Ad oggi, nel progetto I-SWARM, sono state sviluppate alcune decine di primi prototipi, di dimensioni circa 3 x 3 x 3 mm3, attualmente in fase di test. I microrobot sono composti da alcuni moduli funzionali miniaturizzati assemblati uno sopra l’altro e collegati per mezzo di un circuito flessibile. Ricavano energia dalla luce tramite piccole celle solari miniaturizzate costruite appositamente allo scopo (probabilmente le più piccole mai costruite al mondo) e capaci di fornire due livelli di tensione. Il consumo di potenza è il fattore che probabilmente più fra tutti ha limitato le possibilità di miniaturizzazione ed in quanto tale è estremamente critico nella progettazione di un microrobot, spingendo inevitabilmente a compromessi (basti pensare che tutto il microrobot deve funzionare con meno di 2 mW). Il movimento è affidato a delle sottili “zampe” di materiale piezoelettrico, che vengono poste in vibrazione e comandate dal microprocessore integrato a bordo che determina la direzione di moto. Per la comunicazione dispongono di un piccolo sistema ad infrarossi che permette di definire una trasmissione direzionale di informazioni tra le varie unità dello sciame. Infine sono anche equipaggiati con una piccola antenna che dovrebbe funzionare come sensore di contatto.
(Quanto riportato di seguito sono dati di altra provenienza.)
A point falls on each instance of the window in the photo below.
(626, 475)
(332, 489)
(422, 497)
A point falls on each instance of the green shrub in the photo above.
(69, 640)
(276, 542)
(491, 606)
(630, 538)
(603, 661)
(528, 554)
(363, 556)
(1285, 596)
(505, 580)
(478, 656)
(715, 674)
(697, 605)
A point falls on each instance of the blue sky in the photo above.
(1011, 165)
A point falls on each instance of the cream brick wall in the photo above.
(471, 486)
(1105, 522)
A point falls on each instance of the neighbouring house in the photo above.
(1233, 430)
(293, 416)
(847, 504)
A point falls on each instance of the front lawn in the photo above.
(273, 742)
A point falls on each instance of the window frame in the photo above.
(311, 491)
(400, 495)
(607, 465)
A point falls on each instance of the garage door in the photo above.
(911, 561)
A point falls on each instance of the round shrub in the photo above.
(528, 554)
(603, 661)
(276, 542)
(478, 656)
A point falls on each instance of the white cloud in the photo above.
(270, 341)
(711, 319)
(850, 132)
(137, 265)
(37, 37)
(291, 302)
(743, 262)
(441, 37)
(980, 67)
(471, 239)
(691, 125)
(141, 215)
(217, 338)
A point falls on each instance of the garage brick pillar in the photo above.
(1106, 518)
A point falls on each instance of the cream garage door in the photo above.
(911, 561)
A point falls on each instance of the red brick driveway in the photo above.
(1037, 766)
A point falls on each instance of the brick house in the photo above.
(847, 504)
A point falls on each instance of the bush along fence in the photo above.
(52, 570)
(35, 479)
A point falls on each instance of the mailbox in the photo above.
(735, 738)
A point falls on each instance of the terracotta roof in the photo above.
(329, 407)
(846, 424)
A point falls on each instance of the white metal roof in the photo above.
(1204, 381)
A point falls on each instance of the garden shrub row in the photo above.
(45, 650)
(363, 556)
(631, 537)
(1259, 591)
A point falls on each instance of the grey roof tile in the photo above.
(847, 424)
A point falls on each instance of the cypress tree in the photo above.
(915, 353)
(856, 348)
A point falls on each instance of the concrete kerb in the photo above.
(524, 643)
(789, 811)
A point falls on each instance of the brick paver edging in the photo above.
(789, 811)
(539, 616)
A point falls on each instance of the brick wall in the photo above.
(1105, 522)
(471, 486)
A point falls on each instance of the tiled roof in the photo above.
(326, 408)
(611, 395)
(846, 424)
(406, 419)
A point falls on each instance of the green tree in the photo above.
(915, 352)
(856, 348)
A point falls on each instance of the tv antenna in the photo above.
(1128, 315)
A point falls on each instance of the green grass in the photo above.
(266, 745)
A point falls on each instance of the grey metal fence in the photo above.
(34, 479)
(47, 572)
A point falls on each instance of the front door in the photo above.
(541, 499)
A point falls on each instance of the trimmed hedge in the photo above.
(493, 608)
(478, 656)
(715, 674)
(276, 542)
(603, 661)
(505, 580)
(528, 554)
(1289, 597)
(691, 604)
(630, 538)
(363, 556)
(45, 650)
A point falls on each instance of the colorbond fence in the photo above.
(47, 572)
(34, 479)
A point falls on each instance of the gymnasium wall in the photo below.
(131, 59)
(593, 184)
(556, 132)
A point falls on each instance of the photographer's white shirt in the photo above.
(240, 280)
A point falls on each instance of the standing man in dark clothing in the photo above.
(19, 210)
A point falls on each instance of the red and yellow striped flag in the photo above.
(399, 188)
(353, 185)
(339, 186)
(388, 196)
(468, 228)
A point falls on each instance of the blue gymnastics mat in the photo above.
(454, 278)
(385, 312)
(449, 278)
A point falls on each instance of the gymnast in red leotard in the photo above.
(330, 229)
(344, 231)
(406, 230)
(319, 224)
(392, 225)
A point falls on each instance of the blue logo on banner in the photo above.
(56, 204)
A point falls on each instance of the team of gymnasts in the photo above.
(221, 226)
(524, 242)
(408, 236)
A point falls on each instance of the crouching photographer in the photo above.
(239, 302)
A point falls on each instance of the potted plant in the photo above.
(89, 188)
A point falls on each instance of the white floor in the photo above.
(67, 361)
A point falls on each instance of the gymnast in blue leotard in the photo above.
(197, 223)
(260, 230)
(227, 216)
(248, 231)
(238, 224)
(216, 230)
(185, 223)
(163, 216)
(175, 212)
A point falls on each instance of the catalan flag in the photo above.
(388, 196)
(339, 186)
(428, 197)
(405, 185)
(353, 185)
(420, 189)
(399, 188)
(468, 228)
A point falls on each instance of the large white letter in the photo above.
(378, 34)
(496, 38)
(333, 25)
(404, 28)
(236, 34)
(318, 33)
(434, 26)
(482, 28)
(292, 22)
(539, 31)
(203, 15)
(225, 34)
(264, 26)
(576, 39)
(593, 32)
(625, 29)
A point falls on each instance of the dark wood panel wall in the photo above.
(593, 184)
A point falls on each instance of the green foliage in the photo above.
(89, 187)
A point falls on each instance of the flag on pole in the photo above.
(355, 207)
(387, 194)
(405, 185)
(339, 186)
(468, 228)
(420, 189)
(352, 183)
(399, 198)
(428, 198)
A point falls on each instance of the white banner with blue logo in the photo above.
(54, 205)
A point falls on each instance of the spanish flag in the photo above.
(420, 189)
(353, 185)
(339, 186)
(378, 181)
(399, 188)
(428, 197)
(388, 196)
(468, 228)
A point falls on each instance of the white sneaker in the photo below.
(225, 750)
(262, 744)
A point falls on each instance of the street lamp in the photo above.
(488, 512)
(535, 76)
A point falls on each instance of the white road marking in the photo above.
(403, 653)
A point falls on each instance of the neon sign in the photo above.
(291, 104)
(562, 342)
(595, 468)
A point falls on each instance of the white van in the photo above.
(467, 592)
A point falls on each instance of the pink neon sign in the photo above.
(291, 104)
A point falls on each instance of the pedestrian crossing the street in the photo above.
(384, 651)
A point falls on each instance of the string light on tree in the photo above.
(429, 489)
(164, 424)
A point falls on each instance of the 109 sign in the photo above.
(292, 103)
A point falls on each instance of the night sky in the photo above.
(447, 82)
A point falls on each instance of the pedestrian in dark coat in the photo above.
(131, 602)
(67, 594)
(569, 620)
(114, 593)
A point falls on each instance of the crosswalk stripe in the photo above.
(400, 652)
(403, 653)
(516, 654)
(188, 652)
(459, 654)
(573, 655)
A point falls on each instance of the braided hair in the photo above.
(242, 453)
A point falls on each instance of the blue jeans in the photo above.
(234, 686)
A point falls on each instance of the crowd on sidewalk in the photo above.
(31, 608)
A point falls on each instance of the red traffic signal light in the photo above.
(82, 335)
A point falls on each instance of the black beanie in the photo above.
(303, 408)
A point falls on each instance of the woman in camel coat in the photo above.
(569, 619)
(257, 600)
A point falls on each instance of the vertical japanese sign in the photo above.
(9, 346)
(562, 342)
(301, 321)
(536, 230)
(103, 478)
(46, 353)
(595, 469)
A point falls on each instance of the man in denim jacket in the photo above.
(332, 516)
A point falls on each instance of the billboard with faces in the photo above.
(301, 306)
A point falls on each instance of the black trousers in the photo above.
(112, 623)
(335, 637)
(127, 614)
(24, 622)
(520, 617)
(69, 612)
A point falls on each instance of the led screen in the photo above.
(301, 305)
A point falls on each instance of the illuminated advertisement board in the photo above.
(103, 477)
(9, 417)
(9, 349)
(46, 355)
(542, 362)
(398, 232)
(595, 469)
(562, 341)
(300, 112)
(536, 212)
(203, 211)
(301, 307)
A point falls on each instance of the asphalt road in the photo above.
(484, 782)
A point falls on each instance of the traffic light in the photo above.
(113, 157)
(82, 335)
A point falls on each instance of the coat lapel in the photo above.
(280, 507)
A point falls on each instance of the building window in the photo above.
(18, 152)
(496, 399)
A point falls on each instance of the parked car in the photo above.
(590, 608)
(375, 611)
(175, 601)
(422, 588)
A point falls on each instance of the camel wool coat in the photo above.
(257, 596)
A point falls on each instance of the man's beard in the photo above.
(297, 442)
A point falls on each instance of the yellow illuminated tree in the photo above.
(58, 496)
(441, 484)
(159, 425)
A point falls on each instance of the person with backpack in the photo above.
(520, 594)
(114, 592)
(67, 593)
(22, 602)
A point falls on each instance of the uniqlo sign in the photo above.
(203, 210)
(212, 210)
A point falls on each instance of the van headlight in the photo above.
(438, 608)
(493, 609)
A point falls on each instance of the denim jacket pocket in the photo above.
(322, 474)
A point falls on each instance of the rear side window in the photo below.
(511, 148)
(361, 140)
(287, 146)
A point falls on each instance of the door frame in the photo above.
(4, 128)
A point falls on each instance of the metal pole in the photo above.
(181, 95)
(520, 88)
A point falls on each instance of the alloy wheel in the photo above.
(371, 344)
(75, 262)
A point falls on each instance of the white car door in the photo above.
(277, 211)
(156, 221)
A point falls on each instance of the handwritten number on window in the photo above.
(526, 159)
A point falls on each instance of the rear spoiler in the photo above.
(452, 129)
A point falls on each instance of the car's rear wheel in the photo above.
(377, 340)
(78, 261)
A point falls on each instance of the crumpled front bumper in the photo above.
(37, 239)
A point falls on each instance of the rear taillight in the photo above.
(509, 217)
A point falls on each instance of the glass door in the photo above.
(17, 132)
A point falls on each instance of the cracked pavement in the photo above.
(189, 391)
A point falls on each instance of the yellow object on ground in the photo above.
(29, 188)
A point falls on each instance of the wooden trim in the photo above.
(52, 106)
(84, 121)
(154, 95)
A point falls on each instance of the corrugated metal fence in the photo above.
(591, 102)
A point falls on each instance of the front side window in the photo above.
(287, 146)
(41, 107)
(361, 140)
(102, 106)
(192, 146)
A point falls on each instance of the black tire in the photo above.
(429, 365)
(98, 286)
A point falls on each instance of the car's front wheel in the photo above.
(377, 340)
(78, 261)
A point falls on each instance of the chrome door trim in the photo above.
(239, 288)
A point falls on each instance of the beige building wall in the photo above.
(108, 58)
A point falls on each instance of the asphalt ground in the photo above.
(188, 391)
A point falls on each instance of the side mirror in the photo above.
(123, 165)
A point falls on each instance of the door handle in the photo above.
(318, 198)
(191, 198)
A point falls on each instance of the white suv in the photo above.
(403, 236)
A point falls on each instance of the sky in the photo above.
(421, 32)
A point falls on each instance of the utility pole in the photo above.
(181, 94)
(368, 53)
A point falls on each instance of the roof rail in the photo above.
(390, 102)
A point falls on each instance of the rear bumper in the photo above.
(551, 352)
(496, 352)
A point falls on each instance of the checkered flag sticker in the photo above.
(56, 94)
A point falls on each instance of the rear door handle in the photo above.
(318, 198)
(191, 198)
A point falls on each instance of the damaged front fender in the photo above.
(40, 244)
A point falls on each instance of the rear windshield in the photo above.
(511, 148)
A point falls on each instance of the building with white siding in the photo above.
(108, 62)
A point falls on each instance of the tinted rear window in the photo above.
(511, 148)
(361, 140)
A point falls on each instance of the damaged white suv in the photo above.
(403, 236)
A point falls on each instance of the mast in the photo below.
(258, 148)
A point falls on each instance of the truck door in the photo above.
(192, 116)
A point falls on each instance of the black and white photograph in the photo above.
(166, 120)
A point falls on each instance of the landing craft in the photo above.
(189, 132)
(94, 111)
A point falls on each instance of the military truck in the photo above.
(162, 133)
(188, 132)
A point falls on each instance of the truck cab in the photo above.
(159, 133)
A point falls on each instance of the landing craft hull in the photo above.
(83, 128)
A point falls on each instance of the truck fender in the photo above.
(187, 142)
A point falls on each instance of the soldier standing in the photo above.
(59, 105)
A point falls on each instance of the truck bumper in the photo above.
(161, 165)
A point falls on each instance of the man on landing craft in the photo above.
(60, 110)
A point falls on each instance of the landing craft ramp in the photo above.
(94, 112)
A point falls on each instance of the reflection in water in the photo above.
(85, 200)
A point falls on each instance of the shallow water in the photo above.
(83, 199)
Per quanto i prototipi fino ad oggi realizzati siano ancora lontani dal poter essere operativi per una qualsiasi delle applicazioni menzionate e necessitino ancora di diverse migliorie tecniche, è importante sottolineare ciò che potrebbe essere ad oggi uno dei risultati più rilevanti del progetto e cioè lo sviluppo di tecniche e metodi per la produzione e l’assemblaggio di massa di “chip-robots”.
Il Progetto I-SWARM è stato finanziato dalla Comunità Europea nel Programma IST-FET “beyond robotics” del 6° European Framework Program.